Ancient Light

John Banville

 Published by Viking Penguin 5 July 2012

 256 pp, hardback, £16.99

Reviewed by Charlotte Moore

 

John Banville’s latest novel opens rather like Lolita in reverse.  Alexander Cleave, a verbose, ruminative actor in his sixties, shuts himself in his attic den and writes a confessional account of his sexual initiation at the hands of Mrs Gray, his best friend’s mother, half a century ago.  Like Humbert Humbert recalling his pre-Lolita encounter with a girl-child in ‘a kingdom by the sea’, Cleave recognizes that his erotic path was set in childhood when, just outside a Catholic church in a small town in Ireland, he saw a woman on a bicycle, her skirt blown up above her waist by a gust of April wind.  ‘My Lady of the Bicycle … with her taut suspenders and pearly-white satin knickers, had all the dash and grace of a trim schooner plying fearlessly into a stiff nor’wester.’

Banville is good at this sort of thing.  Church, bicycle, pearly knickers – he makes us feel, forcibly, how a boy’s life can be shaped by the fortuitous convergence of these disparate things.  Was this vision of loveliness Mrs Gray herself, wonders the ageing Cleave, or only ‘an annunciation of her’?  Cleave is trying to make sense of his memories because he has yet to make sense of his life.  His only child, Cass, has killed herself.  His wife suffers ‘nocturnal bouts of mania,’’dashing in the dark through all the rooms … calling out our daughter’s name.’  Cleave’s stage career has left him bewildered; has he ever been more than a prop, manipulated to suit his director’s needs?  Was this pattern set when, aged fifteen, he found himself the object of Mrs Gray’s designs and desires?

Now – improbably, it must be said – Hollywood has come knocking for the first time.  Cleave is to play the part of Axel Vander (an approximate anagram of Alexander Cleave), a deconstructionist literary critic.  Why anyone would agree to fund a motion picture about one of those is a question not adequately addressed.  The film is to be called The Invention of the Past, a none-too-subtle clue as to the nature of Cleave’s attic scribblings, with a knowing wink at Banville’s own role as novelist – the inventor of the invention of … and so on.

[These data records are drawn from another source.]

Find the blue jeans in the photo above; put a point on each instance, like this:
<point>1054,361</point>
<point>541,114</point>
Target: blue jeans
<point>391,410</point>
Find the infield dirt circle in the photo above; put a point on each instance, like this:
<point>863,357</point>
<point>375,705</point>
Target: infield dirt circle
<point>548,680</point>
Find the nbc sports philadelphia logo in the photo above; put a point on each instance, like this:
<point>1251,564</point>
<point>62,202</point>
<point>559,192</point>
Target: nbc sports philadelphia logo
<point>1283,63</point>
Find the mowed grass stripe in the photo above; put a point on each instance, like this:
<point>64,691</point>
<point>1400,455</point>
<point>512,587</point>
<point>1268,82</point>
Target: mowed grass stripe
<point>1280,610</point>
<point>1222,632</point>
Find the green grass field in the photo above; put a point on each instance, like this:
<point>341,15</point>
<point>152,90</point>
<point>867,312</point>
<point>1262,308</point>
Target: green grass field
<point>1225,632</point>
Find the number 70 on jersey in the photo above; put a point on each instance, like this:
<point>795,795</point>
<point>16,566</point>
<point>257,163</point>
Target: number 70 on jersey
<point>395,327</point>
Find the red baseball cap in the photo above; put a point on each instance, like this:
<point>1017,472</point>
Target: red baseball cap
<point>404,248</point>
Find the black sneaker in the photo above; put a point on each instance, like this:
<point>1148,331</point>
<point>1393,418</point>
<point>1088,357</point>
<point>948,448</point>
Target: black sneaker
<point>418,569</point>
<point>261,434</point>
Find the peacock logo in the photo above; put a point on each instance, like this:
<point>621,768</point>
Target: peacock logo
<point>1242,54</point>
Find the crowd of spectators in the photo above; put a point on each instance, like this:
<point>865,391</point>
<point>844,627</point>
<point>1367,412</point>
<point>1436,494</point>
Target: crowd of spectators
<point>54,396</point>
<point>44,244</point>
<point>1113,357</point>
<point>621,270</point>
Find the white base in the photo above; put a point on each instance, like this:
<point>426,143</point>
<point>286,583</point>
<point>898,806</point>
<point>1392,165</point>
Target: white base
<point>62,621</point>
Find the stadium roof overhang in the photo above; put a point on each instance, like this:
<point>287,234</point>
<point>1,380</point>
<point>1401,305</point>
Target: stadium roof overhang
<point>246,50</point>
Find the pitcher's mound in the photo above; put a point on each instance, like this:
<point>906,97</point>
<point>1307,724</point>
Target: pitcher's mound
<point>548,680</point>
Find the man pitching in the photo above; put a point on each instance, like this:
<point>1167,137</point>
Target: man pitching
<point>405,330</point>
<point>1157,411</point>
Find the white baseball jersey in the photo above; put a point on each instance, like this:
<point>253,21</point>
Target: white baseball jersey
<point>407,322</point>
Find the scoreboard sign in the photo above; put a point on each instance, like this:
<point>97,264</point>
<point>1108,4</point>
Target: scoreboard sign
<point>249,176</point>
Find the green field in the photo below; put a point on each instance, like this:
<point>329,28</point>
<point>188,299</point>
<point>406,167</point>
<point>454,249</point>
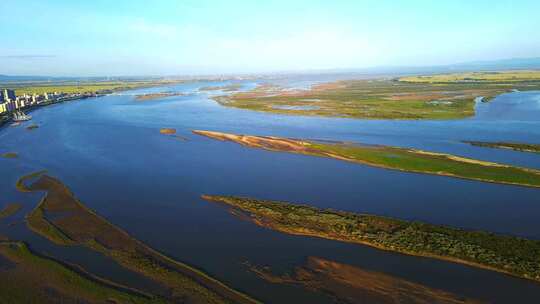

This part of the book is tedious.  There’s a silent, sphynx-like figure called Billie who extracts people’s secrets, a beautiful damaged co-star, Dawn Devonport, who is more or less abducted by Cleave, and a mysterious Argentinian who reveals the meaning of the universe to Cleave in a hotel bar.  ‘The gods watch over us, and are jealous,’ he intones, as if he’s strayed out of something by Carlos Castaneda.

None of these characters feel at all real.  I suspect that may be the point.  Long- ago Mrs Gray on the stained and lumpy mattress in the derelict cottage the unlikely lovers use as a rendezvous, ‘her breasts in their white halter huddling fatly against each other’ – the young Alex Cleave’s passion for her feels achingly real.  The world of memory, where everything is pregnant with meaning, wins hands down over the stilted, schematic present.  But where does the truth lie?

Cleave and his dead daughter have appeared in other novels by Banville, but reading Ancient Light left me too enervated to seek them out.  Half of this book pulls you right in, the other half throws you out.  Banville’s turns of phrase can be dazzling, but his mind games leave me cold.

One comment on “Ancient Light by John Banville

  1. David James on said:

    Is the seductive Banville becoming too clever and seduced by his own charm?